[Lecture] Beyrouth-sur-Seine de Sabyl Ghoussoub

BEYROUTH-SUR-SEINE DE SABYL GHOUSSOUB

Prix Goncourt des lycéens 2022, après l’avoir lu, je comprends pourquoi…

Edité chez Stock, Beyrouth-sur-Seine est un roman dont plusieurs médias ont parlé. Le titre suffit à donner une idée du roman !

Interviewer ses parents, l’idée est déjà originale… Encore faut-il raconter tout cela ! Une saga familiale ? Sans aucun doute (les oncles, tantes, cousins, cousines, … y sont pour la plupart présents) ! Raconter le déracinement et la vie parisienne d’une famille libanaise ? Aucun doute non plus ! Raconter aussi l’histoire du Liban, … 

Ce roman, c’est un peu tout cela, et bien plus ! L’auteur y dévoile bien sûr sa vie et celle de sa famille, partie du Liban en guerre pour habiter temporairement Paris, et qui va finalement y faire sa vie…  Une mère qui ne rêve que de retourner au Pays, un père journaliste-écrivain-poète-traducteur, qui ne veut plus y retourner mais reste très attaché à ses origines. Et ce fils, né à Paris, mais qui se sent et se dit aussi profondément libanais : « Je suis né à Beyrouth dans une rue de Paris ». 

On pourrait être gêné par la présentation non chronologique des chapitres, mais le fait de les dater aide à se situer, et cela permet d’alterner des épisodes de vie parisienne, des épisodes strictement familiaux, des échanges familiaux (WhatsApp – courrier…) et bien entendu l’histoire de ce pays déchiré depuis des dizaines d’années par la guerre notamment entre chrétiens nationalistes et musulmans pro-palestiniens. 

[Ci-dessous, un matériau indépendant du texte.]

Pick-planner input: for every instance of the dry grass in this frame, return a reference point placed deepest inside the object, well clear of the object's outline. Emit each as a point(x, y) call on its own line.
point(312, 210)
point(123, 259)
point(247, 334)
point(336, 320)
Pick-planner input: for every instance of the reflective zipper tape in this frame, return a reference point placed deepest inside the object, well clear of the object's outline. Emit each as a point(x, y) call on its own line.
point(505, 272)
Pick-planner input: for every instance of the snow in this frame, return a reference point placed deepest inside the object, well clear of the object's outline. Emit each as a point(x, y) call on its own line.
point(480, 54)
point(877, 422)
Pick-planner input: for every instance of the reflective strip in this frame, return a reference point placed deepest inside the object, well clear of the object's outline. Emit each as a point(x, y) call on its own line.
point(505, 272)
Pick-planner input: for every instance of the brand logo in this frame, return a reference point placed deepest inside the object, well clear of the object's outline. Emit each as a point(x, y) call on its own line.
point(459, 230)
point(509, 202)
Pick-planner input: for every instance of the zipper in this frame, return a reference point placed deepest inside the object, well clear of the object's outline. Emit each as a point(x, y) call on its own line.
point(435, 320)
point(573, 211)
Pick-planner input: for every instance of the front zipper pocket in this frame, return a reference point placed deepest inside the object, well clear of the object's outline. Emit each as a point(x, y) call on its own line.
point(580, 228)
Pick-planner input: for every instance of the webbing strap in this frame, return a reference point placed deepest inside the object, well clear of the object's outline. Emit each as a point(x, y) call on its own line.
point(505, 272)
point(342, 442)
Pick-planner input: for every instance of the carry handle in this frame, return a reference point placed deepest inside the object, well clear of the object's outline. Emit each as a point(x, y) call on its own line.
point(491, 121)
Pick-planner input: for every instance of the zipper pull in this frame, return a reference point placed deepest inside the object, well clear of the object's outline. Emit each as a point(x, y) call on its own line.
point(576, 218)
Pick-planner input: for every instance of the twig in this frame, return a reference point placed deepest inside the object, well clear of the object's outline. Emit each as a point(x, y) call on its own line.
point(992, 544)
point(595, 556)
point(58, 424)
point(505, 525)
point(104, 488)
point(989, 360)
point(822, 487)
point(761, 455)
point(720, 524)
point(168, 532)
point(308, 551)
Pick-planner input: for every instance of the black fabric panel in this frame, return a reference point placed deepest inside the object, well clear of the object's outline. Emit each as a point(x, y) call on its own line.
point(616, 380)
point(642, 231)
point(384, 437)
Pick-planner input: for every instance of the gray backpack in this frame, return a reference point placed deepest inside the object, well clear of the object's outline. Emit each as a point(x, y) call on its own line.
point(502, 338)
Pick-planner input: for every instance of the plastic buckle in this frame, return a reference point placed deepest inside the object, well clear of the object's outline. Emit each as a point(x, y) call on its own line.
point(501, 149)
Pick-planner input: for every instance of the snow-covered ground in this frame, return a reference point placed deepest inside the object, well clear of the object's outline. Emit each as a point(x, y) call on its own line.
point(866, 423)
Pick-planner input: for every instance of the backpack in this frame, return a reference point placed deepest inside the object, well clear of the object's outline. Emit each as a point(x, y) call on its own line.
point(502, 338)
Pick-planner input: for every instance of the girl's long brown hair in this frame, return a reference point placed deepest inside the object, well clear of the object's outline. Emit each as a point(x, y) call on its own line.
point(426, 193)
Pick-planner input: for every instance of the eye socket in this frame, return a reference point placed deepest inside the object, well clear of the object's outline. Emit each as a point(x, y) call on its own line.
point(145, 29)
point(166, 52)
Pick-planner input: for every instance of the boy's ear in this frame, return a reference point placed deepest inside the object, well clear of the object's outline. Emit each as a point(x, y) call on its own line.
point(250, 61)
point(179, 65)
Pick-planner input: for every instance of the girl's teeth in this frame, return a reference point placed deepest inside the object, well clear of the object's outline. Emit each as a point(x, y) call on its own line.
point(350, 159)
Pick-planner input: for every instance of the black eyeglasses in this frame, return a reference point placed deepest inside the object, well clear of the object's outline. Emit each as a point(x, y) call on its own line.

Bien sûr, ce roman est à la fois un récit de vie et une fiction, d’ailleurs on peut parfois s’y perdre (il dit lui-même en interview : « mon livre est une auto-fiction ». Mais rien n’est laissé de côté, en particulier pas cette « guerre sale » qui finit par débarquer dans la capitale (attentats rue des Rosiers, rue de Rennes, …) et les tensions entre membres d’une même famille, d’un même village, qui sont tantôt bourreaux, tantôt victimes… A aucun moment l’auteur n’émet de jugement, car il n’y a aucune raison de tuer… 

Un livre de plus sans doute sur l’exil (Tant qu’il y aura des Cèdres de Pierre Jarawan traite exactement du même sujet), mais c’est original, sans concession, drôle, parfaitement documenté historiquement, diablement bien écrit, et bourré de séquences émouvantes. Un roman dont, quoi qu’on puisse dire, on ne sort pas totalement indemne…

Dominique Blumberger

Quelques passages qui m’ont particulièrement marqué : 

« Les avions n’arrivent plus à m’effrayer, pas plus que l’héroïsme ne réussit à m’animer. Je n’aime personne, je ne hais personne, je ne veux personne. Je ne sens rien, ni personne. Je suis sans passé ni avenir. Sans racines ni branches. Seul comme cet arbre abandonné sur un rivage ouvert au vent du large où se déchaîne la tempête ».

« En fait, le Liban, c’est mes parents. Je ne sais pas ce que représentera pour moi ce pays après la mort de mes parents. Quand je passe les voir dans leur appartement parisien, j’atterris au Liban… Dans leurs yeux, je vois ce pays. […] A chaque fois que le Liban est touché par un attentat, une explosion ou une guerre, j’ai l’impression que l’on vise mes parents, et ça, je ne le supporte plus ».

« La vie est un cadeau, il faut embrasser la vie. Comme l’amour. L’amour est une chose précieuse. L’amour, c’est des devoirs, mais aussi des droits. L’amour, c’est un package : vous donnez, vous prenez ».